#eye #eye

where are you from?


What it means to be Black & British today



             


words by Olivia Kellerman
“Where are you from?” “No, I mean where were you born?” “No, like where are your parents from?” A series of questions that every POC has been asked in the most awkward situations. For me, it always seems to happen in Uber rides. The question of what it means to be Black and British today, I understand is so multifaceted. Every city, community, activist group and collective will answer this question in completely different ways. And that’s what makes it great.

Spending my whole childhood and teen years growing up in the same cul-de-sac in Birmingham, means I have my own unique black experience completely different to the people I’ve met that grew up in London, Manchester, even Wolverhampton which is only up the road from home. Our communities have such a massive impact on the minor things that set us apart from each other, the effects of city and culture are undeniable, and it shapes our experiences as black people.

Now, in all honesty, being black wasn’t an issue in school life. It was if you were black enough. I remember big debates over the desks and in the playground at lunchtime, where it was almost a competition to see who had the blackest family. Whose parents spoke patios at home and who watched the most episodes of My Wife and Kids and The Fresh Prince of Bel-Air. Now I don’t know whether this was just my friend’s competitive mentality, but it was a weird thing to be competing over.

I never felt like I fit in with those conversations, my parents were both born in the UK, been together for over 30 years and the only person who spoke patois around me was my grandma, who I didn’t see much because she lived in the Caribbean. I grew up in quite a suburban area of Birmingham, unlike my friends who grew up in flat blocks, came from single-parent homes and whose parents worried about them being out after dark. And I felt out of place for not being like them. For not having that upbringing. I didn’t experience life the way they did, and it made me feel like I couldn’t fit in. To top it all off that’s all I saw on TV too, even in primary school I noticed that the black experience that I was living as a child was different to what I was seeing everywhere else. I felt ashamed, questioning whether I was black enough.

Blackness and its many variations have time and time again been suppressed throughout modern history, into one thing. One view and type of experience and even though we can relate with each other on surface levels on what we experience on a day to day basis as a minority group, at home we all lead different lives. And it took me a while to realise that and to embrace my differences from other people and respect theirs.

Being born into the tidal wave of the internet era has massively affected the black experience for millennial kids.

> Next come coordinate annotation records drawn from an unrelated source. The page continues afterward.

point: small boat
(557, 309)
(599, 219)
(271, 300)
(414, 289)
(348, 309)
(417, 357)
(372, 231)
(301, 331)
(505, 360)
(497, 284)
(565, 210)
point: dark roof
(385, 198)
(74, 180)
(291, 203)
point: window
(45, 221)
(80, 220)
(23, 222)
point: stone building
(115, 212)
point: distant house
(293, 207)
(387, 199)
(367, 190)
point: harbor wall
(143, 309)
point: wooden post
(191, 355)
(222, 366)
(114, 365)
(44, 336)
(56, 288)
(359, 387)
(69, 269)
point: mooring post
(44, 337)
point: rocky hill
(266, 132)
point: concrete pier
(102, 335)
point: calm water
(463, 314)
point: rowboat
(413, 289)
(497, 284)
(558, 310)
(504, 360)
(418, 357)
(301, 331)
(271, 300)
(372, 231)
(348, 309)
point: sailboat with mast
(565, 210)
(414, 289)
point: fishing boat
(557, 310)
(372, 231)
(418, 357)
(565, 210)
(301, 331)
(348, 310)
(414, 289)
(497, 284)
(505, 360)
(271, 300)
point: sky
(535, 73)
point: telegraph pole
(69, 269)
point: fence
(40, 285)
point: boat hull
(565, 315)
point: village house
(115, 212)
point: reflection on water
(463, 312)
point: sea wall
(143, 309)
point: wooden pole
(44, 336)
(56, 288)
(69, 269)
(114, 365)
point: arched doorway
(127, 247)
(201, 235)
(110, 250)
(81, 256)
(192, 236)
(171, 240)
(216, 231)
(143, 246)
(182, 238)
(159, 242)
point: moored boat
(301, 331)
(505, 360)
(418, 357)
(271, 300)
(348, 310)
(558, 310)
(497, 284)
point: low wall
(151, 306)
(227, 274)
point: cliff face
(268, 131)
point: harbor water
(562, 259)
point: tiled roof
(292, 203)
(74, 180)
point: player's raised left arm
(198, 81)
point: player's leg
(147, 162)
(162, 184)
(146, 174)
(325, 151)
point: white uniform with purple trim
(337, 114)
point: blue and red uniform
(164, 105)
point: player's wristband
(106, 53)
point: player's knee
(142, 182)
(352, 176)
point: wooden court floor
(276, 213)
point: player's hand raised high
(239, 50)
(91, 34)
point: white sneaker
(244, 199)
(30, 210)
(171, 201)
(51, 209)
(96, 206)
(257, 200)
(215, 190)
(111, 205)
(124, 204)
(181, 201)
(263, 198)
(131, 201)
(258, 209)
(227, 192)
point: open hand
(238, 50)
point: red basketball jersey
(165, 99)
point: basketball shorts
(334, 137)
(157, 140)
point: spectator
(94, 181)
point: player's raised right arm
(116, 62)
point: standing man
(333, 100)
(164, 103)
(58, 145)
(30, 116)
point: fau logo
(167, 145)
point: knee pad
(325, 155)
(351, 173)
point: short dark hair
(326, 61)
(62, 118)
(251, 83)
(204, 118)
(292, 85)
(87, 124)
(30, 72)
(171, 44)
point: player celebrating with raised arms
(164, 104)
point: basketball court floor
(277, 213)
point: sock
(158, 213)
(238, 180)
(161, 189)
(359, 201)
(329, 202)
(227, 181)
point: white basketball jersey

Over the past few years, thanks to the black love and black girl magic movements that have stormed social media (twitter mainly) we have seen a massive change in how black people are talked about and portrayed online.

From Nella Rose’s and Paigey Cakey’s resurfaced tweets from 2012, we’ve seen a change in attitude as a community being able to accept our different experiences through collectives, social media and print publications. Over the past 10 years, the millennial and Gen Z generations have been able to redefine blackness by branching out and building platforms to welcome people with all their different interests and identities.

My parents tell me it was difficult to express their identifies when they were younger. If they tried to assimilate with White British culture, they were coconuts or Oreos and if they tried to show their roots, like my Rastafarian uncles, they were cast out by society and even hated on by their families for choosing to stand out.

So, what it means to be black and British today, is the ability to identify as who you want and be part of communities that except that. It’s a working progress within the black community to be able to openly talk about different intersections that are still not accepted by the whole community - growing up queer, openly sex-positive, with mental health problems is still difficult. But with more platforms and collectives rising, we’re taking it one day at a time in a generation that’s trying to make a difference.